1. 数値を「文字」に変換する:CStr関数
まずは、計算用の数値を「文字列」として扱いたい場合の方法です。
例えば、数値の社員番号「1001」に「番」という文字を繋げて、「1001番」というメッセージを作成したいシーンなどで役立ちます。数値型のまま文字と結合しようとすると、プログラムが混乱してエラーが発生することがあります。そんな時に活躍するのが「CStr(シー・ストリング)」関数になります。
▼ コピペで使えるコード
Sub NumberToString()
Dim myNumber As Long
Dim myString As String
myNumber = 12345
' 数字を文字に変換して結合
myString = CStr(myNumber) & "番"
MsgBox "あなたの番号は " & myString & " です"
End Sub
ポイント: CStr(数字) で、数字が「文字扱い」になります。これで文字同士の接着も安定します!
2. 文字を「整数」に変換する:CLng関数
次は逆のパターンで、「見た目は数字だが、中身は文字」として保存されているデータを計算に用いたい場合です。
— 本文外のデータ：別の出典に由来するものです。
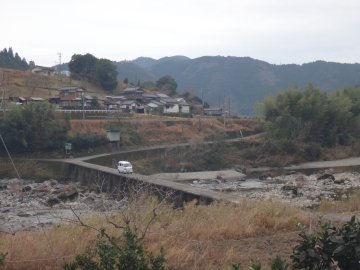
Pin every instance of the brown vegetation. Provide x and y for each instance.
(195, 237)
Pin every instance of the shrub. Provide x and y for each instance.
(107, 253)
(87, 140)
(313, 151)
(278, 263)
(331, 245)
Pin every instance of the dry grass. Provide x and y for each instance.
(349, 204)
(196, 237)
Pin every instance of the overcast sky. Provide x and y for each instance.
(276, 31)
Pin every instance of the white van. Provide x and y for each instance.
(124, 167)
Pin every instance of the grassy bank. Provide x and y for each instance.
(195, 237)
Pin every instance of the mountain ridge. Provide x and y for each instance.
(242, 80)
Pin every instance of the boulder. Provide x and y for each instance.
(52, 200)
(290, 187)
(326, 175)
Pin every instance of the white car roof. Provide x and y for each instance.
(126, 162)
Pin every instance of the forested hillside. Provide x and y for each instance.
(10, 60)
(237, 83)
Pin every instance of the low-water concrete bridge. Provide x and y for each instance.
(109, 179)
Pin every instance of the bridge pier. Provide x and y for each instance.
(109, 181)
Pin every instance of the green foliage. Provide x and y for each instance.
(110, 253)
(100, 72)
(34, 127)
(82, 67)
(314, 117)
(9, 60)
(331, 245)
(95, 103)
(87, 141)
(106, 74)
(278, 263)
(167, 84)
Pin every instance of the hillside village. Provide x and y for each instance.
(132, 99)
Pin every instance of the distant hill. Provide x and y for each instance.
(10, 60)
(241, 80)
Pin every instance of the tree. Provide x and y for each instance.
(9, 60)
(106, 74)
(314, 117)
(82, 67)
(101, 72)
(167, 84)
(34, 127)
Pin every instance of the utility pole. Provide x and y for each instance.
(3, 86)
(59, 54)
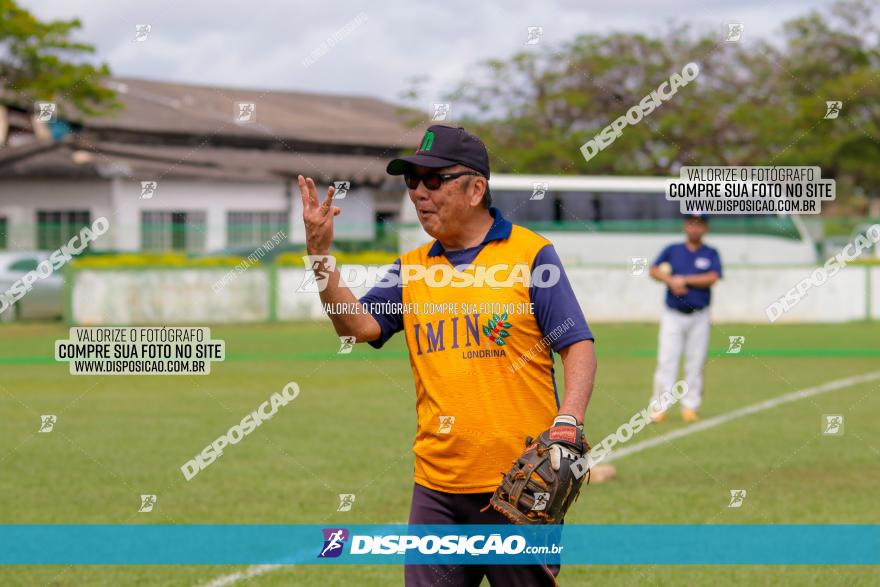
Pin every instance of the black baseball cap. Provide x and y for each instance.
(443, 146)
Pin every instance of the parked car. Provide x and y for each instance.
(45, 299)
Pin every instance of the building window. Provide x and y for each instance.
(173, 231)
(57, 227)
(252, 229)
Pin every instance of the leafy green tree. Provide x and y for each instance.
(40, 62)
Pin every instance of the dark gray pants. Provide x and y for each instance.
(437, 507)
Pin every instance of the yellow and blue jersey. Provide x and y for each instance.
(481, 356)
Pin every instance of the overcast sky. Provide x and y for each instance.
(263, 43)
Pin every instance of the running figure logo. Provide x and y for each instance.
(737, 497)
(541, 499)
(318, 271)
(47, 423)
(334, 540)
(833, 425)
(736, 344)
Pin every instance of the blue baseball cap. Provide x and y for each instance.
(443, 146)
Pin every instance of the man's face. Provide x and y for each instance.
(441, 211)
(695, 229)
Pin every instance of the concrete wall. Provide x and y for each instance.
(21, 199)
(120, 201)
(605, 294)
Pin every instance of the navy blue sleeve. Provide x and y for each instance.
(385, 293)
(556, 307)
(716, 263)
(663, 257)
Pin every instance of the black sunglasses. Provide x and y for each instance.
(431, 179)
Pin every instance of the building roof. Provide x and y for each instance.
(164, 107)
(189, 131)
(72, 158)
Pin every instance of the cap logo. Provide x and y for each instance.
(428, 141)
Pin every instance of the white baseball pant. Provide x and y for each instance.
(682, 332)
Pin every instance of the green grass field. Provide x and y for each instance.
(351, 429)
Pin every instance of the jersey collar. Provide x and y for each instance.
(500, 229)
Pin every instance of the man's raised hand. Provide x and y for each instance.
(318, 218)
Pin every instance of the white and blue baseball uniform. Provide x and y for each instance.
(685, 324)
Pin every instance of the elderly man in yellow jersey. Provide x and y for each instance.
(476, 396)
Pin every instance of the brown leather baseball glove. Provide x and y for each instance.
(547, 477)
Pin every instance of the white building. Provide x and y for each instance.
(198, 169)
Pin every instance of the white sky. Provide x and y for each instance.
(262, 43)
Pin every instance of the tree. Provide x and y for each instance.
(39, 61)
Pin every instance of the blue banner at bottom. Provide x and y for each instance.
(447, 544)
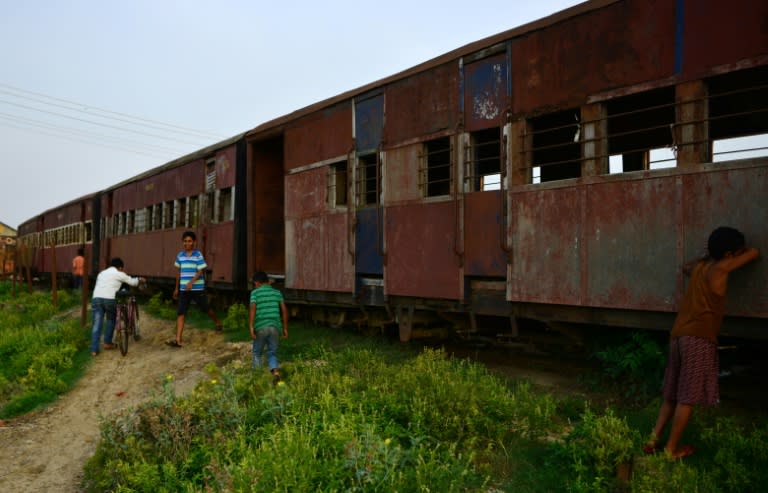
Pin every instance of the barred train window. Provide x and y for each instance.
(337, 184)
(367, 181)
(225, 204)
(435, 164)
(483, 161)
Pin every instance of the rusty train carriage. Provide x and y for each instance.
(562, 171)
(143, 218)
(523, 175)
(65, 228)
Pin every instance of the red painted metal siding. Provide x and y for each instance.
(629, 226)
(620, 241)
(317, 250)
(623, 44)
(323, 135)
(266, 202)
(218, 251)
(718, 32)
(483, 253)
(422, 104)
(545, 238)
(317, 238)
(420, 251)
(225, 167)
(306, 193)
(149, 254)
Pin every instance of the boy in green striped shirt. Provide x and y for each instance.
(267, 313)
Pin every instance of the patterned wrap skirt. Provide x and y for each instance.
(692, 371)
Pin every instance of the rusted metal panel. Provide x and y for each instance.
(620, 45)
(401, 174)
(422, 104)
(306, 254)
(620, 241)
(630, 226)
(369, 122)
(714, 32)
(486, 93)
(307, 193)
(317, 238)
(225, 161)
(138, 261)
(65, 215)
(421, 256)
(545, 238)
(483, 224)
(219, 251)
(737, 197)
(266, 204)
(369, 241)
(322, 135)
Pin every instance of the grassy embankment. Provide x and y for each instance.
(367, 414)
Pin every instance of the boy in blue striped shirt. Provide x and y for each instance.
(190, 284)
(267, 313)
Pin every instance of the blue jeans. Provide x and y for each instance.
(268, 336)
(102, 306)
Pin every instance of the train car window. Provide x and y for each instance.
(639, 135)
(738, 123)
(337, 184)
(168, 211)
(181, 214)
(210, 175)
(140, 221)
(368, 179)
(194, 211)
(210, 207)
(157, 217)
(483, 161)
(435, 168)
(555, 148)
(131, 227)
(226, 197)
(150, 218)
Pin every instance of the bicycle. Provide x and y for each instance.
(126, 320)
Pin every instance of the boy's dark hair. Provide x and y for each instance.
(260, 276)
(723, 240)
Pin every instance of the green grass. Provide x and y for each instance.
(370, 414)
(44, 354)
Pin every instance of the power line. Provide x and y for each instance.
(84, 133)
(98, 143)
(176, 128)
(124, 129)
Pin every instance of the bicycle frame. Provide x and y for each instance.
(126, 320)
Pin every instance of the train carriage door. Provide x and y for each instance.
(485, 98)
(369, 241)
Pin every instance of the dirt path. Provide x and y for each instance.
(45, 451)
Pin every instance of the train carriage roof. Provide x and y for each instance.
(267, 128)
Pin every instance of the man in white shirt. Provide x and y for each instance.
(108, 282)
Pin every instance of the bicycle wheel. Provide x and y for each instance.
(122, 329)
(136, 334)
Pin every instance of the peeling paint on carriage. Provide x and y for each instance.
(486, 97)
(571, 239)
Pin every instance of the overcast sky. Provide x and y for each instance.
(96, 91)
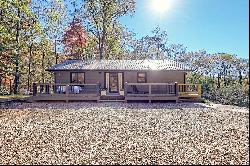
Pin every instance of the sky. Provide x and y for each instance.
(211, 25)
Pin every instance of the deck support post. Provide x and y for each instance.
(125, 89)
(67, 93)
(176, 89)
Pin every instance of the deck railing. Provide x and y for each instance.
(187, 90)
(56, 88)
(151, 89)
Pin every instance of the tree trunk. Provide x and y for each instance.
(16, 79)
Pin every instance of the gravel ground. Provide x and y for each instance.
(121, 133)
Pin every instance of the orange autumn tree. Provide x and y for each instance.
(75, 40)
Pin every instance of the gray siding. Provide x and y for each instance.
(92, 77)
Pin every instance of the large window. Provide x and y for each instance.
(77, 78)
(141, 77)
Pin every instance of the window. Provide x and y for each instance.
(77, 78)
(141, 77)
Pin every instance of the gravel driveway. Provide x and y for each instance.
(121, 133)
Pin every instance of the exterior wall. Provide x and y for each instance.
(92, 77)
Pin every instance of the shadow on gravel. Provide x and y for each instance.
(95, 105)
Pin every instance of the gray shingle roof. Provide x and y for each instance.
(119, 65)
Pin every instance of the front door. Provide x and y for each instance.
(113, 83)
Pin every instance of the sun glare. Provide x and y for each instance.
(161, 7)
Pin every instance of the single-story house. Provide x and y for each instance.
(124, 80)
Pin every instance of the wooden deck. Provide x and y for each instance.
(132, 92)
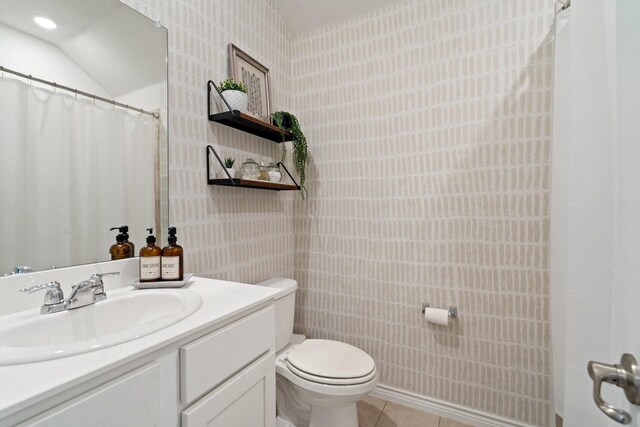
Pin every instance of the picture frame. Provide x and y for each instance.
(255, 77)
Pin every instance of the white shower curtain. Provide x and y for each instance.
(72, 169)
(595, 202)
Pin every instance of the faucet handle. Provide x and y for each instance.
(97, 277)
(96, 282)
(51, 285)
(53, 299)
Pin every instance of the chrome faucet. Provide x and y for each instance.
(53, 299)
(89, 291)
(84, 293)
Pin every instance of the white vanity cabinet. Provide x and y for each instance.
(220, 377)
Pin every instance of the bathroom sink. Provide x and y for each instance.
(33, 337)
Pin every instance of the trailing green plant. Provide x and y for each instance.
(288, 122)
(228, 162)
(231, 84)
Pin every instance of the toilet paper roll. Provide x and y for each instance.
(439, 316)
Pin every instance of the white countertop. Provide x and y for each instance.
(25, 384)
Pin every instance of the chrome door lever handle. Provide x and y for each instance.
(626, 375)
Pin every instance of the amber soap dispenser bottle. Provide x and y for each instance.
(150, 259)
(172, 255)
(120, 250)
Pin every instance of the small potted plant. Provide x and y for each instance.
(287, 121)
(228, 165)
(235, 93)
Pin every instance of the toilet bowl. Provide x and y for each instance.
(318, 382)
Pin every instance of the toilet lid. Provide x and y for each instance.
(331, 362)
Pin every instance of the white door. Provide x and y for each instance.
(595, 204)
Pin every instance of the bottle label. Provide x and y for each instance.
(170, 267)
(150, 268)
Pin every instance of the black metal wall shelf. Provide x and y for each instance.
(244, 122)
(246, 183)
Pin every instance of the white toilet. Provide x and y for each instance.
(318, 381)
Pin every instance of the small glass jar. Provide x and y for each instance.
(250, 169)
(264, 174)
(274, 173)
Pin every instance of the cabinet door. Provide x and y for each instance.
(131, 400)
(245, 400)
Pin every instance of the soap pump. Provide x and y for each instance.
(120, 250)
(172, 258)
(124, 230)
(150, 259)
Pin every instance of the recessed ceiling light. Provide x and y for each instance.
(45, 22)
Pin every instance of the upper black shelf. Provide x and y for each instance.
(250, 124)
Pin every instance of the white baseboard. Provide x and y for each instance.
(443, 408)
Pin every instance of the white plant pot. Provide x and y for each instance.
(237, 100)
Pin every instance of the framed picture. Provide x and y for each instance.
(255, 76)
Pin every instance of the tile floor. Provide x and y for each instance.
(374, 412)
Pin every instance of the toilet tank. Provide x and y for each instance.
(285, 307)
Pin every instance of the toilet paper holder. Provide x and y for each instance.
(453, 310)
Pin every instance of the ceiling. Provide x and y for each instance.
(302, 16)
(121, 49)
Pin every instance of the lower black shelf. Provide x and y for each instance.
(250, 183)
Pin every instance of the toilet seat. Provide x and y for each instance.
(330, 362)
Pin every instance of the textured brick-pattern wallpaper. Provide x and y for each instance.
(429, 128)
(233, 234)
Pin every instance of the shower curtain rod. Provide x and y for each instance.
(78, 92)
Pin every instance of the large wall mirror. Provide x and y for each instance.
(74, 163)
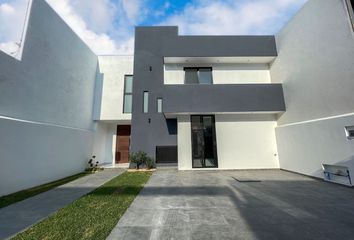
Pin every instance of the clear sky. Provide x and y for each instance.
(107, 26)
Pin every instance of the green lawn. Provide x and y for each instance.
(21, 195)
(94, 215)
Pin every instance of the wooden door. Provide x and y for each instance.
(122, 143)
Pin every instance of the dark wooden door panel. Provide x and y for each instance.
(123, 143)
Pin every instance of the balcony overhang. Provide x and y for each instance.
(218, 60)
(223, 99)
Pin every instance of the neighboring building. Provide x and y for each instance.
(214, 102)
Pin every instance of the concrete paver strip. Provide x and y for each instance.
(19, 216)
(213, 205)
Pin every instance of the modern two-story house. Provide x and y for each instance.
(194, 102)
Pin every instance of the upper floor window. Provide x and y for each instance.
(128, 94)
(145, 102)
(159, 105)
(350, 4)
(201, 75)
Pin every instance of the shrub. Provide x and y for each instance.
(138, 158)
(141, 158)
(149, 162)
(93, 165)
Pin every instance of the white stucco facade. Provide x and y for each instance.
(315, 66)
(243, 142)
(46, 99)
(60, 105)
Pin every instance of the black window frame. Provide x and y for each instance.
(198, 68)
(350, 6)
(147, 103)
(125, 93)
(157, 105)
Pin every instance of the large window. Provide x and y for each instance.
(146, 102)
(128, 94)
(198, 75)
(350, 4)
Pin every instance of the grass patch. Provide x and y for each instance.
(94, 215)
(30, 192)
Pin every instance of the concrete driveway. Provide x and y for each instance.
(213, 205)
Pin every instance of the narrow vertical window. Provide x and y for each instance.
(350, 5)
(128, 94)
(146, 102)
(159, 105)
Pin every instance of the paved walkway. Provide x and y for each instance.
(213, 205)
(19, 216)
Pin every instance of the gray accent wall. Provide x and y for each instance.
(219, 98)
(152, 44)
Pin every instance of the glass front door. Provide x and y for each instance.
(204, 153)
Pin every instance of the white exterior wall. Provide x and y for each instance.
(305, 146)
(315, 65)
(243, 142)
(46, 104)
(223, 73)
(114, 68)
(37, 153)
(105, 142)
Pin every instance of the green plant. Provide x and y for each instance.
(93, 165)
(138, 158)
(149, 162)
外部システムからダウンロードしたCSVファイルや、WebサイトからコピーしたデータをExcelに貼り付けた際によく見られる現象です。これらが「文字」として認識されていると、そのままでは足し算などの計算ができません。
そこで「CLng(シー・ロング)」を利用します。この関数は、文字としての数字を「長整数(小数点を含まない数値)」へと変換してくれます。
▼ コピペで使えるコード
Sub StringToLong()
Dim textPrice As String
Dim total As Long
textPrice = "500" ' これは文字としての500
' 文字を整数に変換して計算
total = CLng(textPrice) * 2
MsgBox "合計は " & total & " 円です"
End Sub
注意点: 小数点を含む数値に CLng を適用すると、自動的に四捨五入されて整数になってしまうため、その点だけ注意が必要です。
3. 文字を「小数」に変換する:CDbl関数
最後は、消費税率の計算など、精密な「小数点」を扱いたいケースです。
CLng では切り捨てられてしまう端数も、「CDbl(シー・ダブル)」を使えば正確に保持できます。これで複雑な数値計算もバッチリ対応可能になります。
▼ コピペで使えるコード
Sub StringToDouble()
Dim textRate As String
Dim result As Double
textRate = "1.08" ' 文字としての小数
' 文字を倍精度浮動小数点数(小数)に変換
result = 1000 * CDbl(textRate)
MsgBox "税込価格は " & result & " 円です"
End Sub
まとめ:エラーに直面したら「型」を疑おう!
- CStr: 数値 → 文字(文字列と結合したい時)
- CLng: 文字 → 整数(一般的な計算をしたい時)
- CDbl: 文字 → 小数(細かい数値を扱いたい時)
これら3つの関数をマスターすれば、突然の「型が一致しません」というエラーメッセージに驚くこともなくなります。
データを正しい姿に「着せ替える」ように、ぜひ日々の業務に取り入れてみてください。